Mantida condenação de réu por estupro de menor de 14 anos

O Supremo Tribunal Federal negou, por maioria, a extinção da punibilidade a J.A.F.M., condenado a sete anos de reclusão pelo Tribunal de Justiça de Mato Grosso (TJ/MT), sob a acusação de estupro contra menor.
Na sessão de hoje, o ministro Gilmar Mendes apresentou seu voto-vista, acompanhando a divergência aberta pelo ministro Joaquim Barbosa. Anteriormente, o ministro Marco Aurélio, relator da matéria, havia votado pelo provimento do Recurso Extraordinário (RE 418376), declarando a extinção da punibilidade do réu.
De acordo com os autos, o réu estuprou uma sobrinha aos nove anos de idade e com ela manteve relações sexuais até os doze anos, quando a engravidou. A partir daí, os dois passaram a viver maritalmente e a defesa de J.A.F.M. alega que ficou configurada a chamada união estável.
A defesa argumentou que o TJ/MT contrariou o parágrafo 3º do artigo 226 da Constituição Federal, uma vez que a decisão recorrida deixou de reconhecer a união estável entre homem e mulher, como entidade familiar para os efeitos da aplicação da cláusula de extinção de punibilidade prevista no artigo 107, VII, do Código Penal.
Ao votar, o ministro Gilmar Mendes disse não haver razão para se extinguir a punibilidade do condenado, tendo em vista a gravidade da conduta de prática de estupro, com violência presumida contra sua sobrinha, menor de 14 anos, inclusive engravidando-a, bem como ausência de amparo legal.

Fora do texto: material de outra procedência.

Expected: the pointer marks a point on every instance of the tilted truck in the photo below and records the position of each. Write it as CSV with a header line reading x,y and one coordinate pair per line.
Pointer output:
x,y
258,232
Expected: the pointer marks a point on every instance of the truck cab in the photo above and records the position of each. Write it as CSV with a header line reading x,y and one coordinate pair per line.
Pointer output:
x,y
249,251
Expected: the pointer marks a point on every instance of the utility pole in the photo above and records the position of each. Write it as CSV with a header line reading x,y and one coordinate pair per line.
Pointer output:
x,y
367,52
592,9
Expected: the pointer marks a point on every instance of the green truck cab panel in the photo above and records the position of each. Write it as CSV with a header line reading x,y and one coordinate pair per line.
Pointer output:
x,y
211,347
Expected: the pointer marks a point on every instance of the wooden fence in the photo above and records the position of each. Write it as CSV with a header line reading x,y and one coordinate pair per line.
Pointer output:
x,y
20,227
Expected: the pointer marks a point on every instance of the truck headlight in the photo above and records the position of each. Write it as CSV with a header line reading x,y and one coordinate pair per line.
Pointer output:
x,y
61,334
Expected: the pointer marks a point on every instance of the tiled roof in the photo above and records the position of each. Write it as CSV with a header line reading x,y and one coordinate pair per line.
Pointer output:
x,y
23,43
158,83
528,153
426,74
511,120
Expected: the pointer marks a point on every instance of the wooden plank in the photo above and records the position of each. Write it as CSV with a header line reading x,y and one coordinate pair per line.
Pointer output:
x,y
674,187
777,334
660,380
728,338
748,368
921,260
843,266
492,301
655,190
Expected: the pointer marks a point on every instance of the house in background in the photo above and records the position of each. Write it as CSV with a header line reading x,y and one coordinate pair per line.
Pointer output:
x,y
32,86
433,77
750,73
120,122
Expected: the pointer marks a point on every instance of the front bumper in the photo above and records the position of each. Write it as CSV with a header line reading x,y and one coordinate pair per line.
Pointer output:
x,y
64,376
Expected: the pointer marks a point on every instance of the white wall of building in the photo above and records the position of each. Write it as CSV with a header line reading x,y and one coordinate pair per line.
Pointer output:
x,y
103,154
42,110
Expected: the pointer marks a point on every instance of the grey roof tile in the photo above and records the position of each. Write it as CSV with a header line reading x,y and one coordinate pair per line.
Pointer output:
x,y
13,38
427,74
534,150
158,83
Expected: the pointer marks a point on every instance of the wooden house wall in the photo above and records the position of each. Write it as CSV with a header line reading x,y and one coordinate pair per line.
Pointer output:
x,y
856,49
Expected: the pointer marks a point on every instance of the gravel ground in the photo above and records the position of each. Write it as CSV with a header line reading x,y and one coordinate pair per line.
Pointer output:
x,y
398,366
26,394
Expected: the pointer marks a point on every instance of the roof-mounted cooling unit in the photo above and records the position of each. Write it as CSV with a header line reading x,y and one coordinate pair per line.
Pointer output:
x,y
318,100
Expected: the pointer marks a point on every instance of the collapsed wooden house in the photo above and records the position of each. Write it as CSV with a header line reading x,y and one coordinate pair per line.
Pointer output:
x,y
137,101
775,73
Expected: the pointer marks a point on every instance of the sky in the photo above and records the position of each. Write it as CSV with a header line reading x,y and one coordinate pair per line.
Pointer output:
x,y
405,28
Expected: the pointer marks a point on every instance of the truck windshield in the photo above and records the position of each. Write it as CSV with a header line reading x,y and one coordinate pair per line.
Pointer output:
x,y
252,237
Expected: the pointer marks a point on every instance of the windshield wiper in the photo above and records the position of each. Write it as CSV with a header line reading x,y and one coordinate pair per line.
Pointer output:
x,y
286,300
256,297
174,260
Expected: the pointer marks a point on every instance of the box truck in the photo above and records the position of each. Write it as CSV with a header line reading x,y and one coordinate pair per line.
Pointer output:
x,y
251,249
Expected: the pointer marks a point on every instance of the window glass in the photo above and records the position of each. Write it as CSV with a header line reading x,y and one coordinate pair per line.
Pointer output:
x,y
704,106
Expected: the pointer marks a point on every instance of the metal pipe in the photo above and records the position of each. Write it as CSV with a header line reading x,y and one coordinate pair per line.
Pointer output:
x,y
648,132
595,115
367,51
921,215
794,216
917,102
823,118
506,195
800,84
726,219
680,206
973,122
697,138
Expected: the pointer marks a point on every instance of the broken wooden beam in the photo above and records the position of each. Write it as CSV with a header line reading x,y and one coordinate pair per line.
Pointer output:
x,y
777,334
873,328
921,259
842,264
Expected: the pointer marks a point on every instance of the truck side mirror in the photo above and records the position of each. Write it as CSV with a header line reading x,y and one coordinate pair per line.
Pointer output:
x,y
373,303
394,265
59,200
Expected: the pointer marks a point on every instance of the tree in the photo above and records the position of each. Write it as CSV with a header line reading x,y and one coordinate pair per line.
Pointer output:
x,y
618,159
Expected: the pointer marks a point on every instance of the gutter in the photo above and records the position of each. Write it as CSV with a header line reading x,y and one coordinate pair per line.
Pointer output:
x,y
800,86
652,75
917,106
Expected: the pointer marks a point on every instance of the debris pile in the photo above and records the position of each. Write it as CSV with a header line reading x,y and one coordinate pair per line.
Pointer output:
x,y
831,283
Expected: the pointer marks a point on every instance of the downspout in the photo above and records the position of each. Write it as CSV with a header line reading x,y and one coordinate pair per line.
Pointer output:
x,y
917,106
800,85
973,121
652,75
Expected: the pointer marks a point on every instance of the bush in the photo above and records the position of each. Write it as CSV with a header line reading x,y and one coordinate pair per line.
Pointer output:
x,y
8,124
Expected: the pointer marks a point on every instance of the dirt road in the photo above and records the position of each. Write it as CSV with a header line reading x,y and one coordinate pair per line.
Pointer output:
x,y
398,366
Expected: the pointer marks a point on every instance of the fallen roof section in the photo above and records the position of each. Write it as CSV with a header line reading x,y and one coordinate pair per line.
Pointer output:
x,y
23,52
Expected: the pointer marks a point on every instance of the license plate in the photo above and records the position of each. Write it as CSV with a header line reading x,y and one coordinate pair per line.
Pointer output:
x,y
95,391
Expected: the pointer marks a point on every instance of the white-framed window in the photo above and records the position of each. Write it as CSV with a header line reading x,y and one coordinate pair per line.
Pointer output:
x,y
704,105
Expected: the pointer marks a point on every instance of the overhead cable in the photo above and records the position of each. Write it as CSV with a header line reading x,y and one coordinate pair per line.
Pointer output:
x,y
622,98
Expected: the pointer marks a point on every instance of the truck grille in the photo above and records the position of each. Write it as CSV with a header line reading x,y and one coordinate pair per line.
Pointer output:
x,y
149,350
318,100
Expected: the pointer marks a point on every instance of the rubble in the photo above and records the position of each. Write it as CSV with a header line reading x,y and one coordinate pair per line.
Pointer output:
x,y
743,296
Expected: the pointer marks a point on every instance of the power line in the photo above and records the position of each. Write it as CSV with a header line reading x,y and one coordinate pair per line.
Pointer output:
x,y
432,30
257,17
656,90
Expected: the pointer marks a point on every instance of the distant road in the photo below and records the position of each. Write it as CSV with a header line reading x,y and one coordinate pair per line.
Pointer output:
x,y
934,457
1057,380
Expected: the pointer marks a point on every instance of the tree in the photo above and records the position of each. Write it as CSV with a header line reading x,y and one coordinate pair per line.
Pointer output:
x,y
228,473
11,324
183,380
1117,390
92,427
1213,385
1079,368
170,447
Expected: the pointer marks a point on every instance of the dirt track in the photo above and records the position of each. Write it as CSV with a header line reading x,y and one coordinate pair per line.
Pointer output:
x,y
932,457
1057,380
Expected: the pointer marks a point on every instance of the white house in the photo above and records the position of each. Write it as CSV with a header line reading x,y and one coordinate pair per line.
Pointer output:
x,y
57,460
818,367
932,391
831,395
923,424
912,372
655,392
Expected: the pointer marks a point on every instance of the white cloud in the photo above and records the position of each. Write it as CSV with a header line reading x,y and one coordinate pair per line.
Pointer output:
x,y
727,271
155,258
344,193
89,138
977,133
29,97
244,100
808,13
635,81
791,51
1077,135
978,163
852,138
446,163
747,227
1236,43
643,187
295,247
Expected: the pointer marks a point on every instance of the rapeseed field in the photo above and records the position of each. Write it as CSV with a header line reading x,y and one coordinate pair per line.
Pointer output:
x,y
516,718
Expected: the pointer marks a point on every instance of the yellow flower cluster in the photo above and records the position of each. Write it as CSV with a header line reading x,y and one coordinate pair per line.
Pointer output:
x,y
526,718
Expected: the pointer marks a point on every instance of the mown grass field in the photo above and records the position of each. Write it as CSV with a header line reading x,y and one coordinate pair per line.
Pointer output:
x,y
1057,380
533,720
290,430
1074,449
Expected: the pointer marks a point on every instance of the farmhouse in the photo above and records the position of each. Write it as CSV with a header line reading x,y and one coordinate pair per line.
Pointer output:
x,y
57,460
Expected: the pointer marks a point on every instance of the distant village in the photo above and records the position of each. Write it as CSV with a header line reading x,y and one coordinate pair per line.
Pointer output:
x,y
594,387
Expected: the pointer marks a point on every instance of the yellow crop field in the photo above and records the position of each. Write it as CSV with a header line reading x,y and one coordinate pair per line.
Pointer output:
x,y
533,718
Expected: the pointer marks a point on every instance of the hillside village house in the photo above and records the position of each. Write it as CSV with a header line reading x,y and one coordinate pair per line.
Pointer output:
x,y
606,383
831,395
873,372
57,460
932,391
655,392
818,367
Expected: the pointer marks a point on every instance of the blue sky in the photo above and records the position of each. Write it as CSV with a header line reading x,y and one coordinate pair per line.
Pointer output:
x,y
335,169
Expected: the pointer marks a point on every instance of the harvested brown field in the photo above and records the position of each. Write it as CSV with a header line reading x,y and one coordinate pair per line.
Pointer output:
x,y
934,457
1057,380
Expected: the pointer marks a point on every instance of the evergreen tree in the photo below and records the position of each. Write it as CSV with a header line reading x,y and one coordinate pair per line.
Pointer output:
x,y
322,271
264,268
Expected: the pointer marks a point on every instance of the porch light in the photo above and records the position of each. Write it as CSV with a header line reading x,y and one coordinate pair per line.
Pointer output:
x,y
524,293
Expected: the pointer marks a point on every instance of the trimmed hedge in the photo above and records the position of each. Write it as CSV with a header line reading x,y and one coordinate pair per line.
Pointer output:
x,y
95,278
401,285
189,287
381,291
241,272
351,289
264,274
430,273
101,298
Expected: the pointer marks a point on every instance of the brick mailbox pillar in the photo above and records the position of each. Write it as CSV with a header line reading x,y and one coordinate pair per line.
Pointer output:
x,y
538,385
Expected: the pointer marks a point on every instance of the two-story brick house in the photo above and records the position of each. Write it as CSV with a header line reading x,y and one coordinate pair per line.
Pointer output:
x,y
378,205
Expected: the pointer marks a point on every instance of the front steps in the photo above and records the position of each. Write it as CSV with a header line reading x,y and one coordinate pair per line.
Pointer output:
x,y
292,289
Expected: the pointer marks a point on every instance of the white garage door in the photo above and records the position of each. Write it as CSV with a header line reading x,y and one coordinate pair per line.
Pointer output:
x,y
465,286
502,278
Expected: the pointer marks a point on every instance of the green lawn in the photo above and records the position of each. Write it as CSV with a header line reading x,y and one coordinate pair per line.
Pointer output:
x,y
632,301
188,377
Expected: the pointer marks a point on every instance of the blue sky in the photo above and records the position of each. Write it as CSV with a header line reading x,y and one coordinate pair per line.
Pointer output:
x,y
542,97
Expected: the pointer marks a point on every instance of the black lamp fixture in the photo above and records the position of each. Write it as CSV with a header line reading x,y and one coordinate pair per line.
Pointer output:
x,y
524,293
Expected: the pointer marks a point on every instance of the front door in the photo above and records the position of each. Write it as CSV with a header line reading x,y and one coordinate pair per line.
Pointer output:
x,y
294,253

Gilmar Mendes colocou como questão jurídica central a equiparação do instituto da união estável ao casamento para os efeitos da extinção da punibilidade. Questionou se a união estável pode ser considerada para os fins do artigo 3º do artigo 226 da Constituição Federal: “Qual o bem da vida que juridicamente é protegido pela norma constitucional?”.
O artigo 226 ressalta que a família é a base da sociedade e tem a especial proteção do Estado. O parágrafo 3º destaca que, para efeito de proteção do Estado, é reconhecida a união estável entre o homem e a mulher como entidade familiar, devendo a lei facilitar sua conversão em casamento.
Gilmar Mendes salientou que a própria Constituição enfatiza no parágrafo 8º do artigo 226 que o Estado assegura assistência à família, criando mecanismo para coibir a violência no âmbito de suas relações.
Segundo Mendes, se é dever do Estado proteger a família, também é dever do Estado, conforme o artigo 227 da CF, assegurar à criança e ao adolescente, com absoluta prioridade, o direito à vida, à saúde, à educação, à dignidade e à convivência familiar, além de colocá-los a salvo de toda a forma de negligência e violência.
Ainda de acordo com o ministro, a união estável, que se equipara ao casamento, é uma relação de convivência e afetividade que homem e mulher de forma adulta e consciente mantêm com o intuito de constituir família. “Não se pode comparar a situação dos autos a uma união estável, nem muito menos se reconhecer um casamento para os fins da incidência do Código Penal”, afirmou.
De outro modo, salientou, haveria a blindagem de uma situação por meio de uma norma penal benéfica, caracterizando hipótese de proteção deficiente por parte do Estado, em plano mais geral, e do Judiciário, em plano mais específico.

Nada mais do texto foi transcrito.